🤖 AI Summary
Existing MLLM-based video moment localization methods are constrained by the text-generation paradigm, which lacks frame-level gradients and thus suffers from insufficient fine-grained localization accuracy. This paper introduces, for the first time, a frame-level binary segmentation paradigm for MLLMs: the model’s output is directly formulated as a per-frame “0/1” sequence, unifying language understanding and pixel-level localization in an end-to-end manner. By jointly optimizing segmentation loss and causal language modeling loss, our approach overcomes the fundamental limitation of generative modeling—its absence of explicit frame-level supervision. The method integrates frame-sequence prompting, logit mapping, and beam-search decoding.
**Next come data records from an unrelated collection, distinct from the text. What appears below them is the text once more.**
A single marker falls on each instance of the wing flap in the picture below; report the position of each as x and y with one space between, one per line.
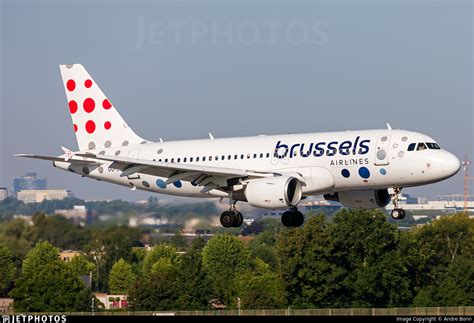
208 170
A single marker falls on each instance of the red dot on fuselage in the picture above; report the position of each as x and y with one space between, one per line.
72 106
88 105
71 85
90 126
106 104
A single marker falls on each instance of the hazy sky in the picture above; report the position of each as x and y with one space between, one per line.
179 69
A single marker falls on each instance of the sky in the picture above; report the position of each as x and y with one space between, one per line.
180 69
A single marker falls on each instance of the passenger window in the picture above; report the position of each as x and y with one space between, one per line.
421 146
433 145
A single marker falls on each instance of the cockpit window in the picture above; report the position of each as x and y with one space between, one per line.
433 145
421 146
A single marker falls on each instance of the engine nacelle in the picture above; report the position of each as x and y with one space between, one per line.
274 192
361 199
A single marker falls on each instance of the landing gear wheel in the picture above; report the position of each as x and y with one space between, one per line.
239 219
292 219
227 219
398 214
287 219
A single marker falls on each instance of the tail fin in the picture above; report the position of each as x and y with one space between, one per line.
95 120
On QVHighlights, it achieves 56.74% HIT@1 for highlight detection and 35.28 mAP for moment retrieval, while sampling only 25 frames—approximately half that of current SOTA methods—and exhibits improved training stability.
📝 Abstract
Detecting video moments and highlights from natural-language queries have been unified by transformer-based methods. Other works use generative Multimodal LLM (MLLM) to predict moments and/or highlights as text timestamps, utilizing its reasoning capability. While effective, text-based generation cannot provide direct gradients for frame-level predictions because the model only emits language tokens. Although recent Reinforcement Learning (RL) methods attempt to address the issue, we propose a novel approach by applying segmentation objectives directly on the LLM's output tokens. The LLM is fed with a fixed number of frames alongside a prompt that enforces it to output a sequence of continuous "0" and/or "1" characters, with one character per frame. The "0"/"1" characters benefit from the LLM's inherent language capability while also acting as background and foreground probabilities, respectively. Training employs segmentation losses on the probabilities alongside a normal causal LM loss. At inference, beam search generates sequence and logits, acting as moments and saliency scores, respectively. Despite sampling only 25 frames -- less than half of comparable methods -- our method achieved strong highlight detection (56.74 HIT@1) on QVHighlights. Additionally, our efficient method scores above the baseline (35.28 MAP) for moment retrieval. Empirically, segmentation losses provide a stable complementary learning signal even when the causal LM loss plateaus.